Das türkische Finanzministerium versucht die Börsen angesichts des anhaltenden Verfalls der Landeswährung zu beruhigen. Türkischen Banken und anderen Unternehmen drohten keine Liquiditätsengpässe, teilte es am Donnerstag mit. Die Wirtschaft werde 2019 voraussichtlich um drei bis vier Prozent wachsen.

Das Finanzministerium schreibt: "Das türkische Bankensystem ist in der Lage, mit seiner robusten Kapitalstruktur und seinen Bilanzen wie in der Vergangenheit die finanzielle Volatilität effektiv zu managen. Im Gegensatz zu den spekulativen Statements, die im Markt über unsere Banken und unsere Unternehmen gemacht werden, sehen unsere Aufsichtsbehörden kein Problem mit Wechselkurs- oder Liquiditätsrisiken. Wir empfehlen, dass Investoren und unsere Mitarbeiter diese Berichte, die die tatsächliche Situation widerspiegeln, eher zu berücksichtigen als solche Kommentare."

Tatsächlich dürfte es sich bei den Angriffen gegen die Lira und die Banken um spekulative Attacken handeln, da das türkischen Banken-System auch von internationalen Experten als eher sicher eingestuft wird. Der unabhängige Ökonom Achim Dübel sagte den Deutschen Wirtschaftsnachrichten: "Die FX-Exposures sind jedenfalls innerhalb der Banken gehedgt, es geht nur um den Abwertungseffekt auf die Eigenkapitalbasis. Aber da das Eigenkapital in Lira aufgebracht wird, dürfte das kein Problem sein. Schwieriger ist sicher die Kreditrisikoseite der FX-Kreditnehmer. Die türkische Banken gelten dahingehend allerdings als sehr konservativ, z.B. was Beleihungswerte angeht. Im Immobiliensektor, der vielleicht preislich nicht mit der Abwertung anzieht, dürfen nur Lira-Kredite vergeben werden."

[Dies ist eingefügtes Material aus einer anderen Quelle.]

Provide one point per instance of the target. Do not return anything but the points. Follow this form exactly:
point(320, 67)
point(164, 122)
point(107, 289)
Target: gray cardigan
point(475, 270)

Im vergangenen Jahr waren es aber noch 7,4 Prozent - so viel wie seit 2013 nicht mehr. Das Haushaltsdefizit werde bei rund 1,5 Prozent des Bruttoinlandsprodukts begrenzt. Finanzminister Berat Albayrak werde die neuen Pläne für die Wirtschaft am Freitag vorstellen.

Nach den Gesprächen hochrangiger Regierungsvertreter der USA und der Türkei am Mittwoch in Washington machte eine Sprecherin des US-Außenministeriums deutlich, dass es keinen Durchbruch gibt. Mit Blick auf die Kern-Forderung der US-Regierung nach einer Freilassung des in der Türkei festgehaltenen amerikanischen Geistlichen Andrew Brunson sagte sie: "Soweit sind wir noch nicht." Zu weiteren Streitthemen etwa in der Frage der Iran-Sanktionen bemerkte sie lediglich, die Gespräche würden fortgesetzt. Die vom erst kürzlich ernannten Außen-Staatssekretär Sedat Önal angeführte türkische Delegation äußerte sich nicht. Auch aus weiteren Gesprächen beider Seiten im US-Handelsministerium wurden keine Fortschritte gemeldet.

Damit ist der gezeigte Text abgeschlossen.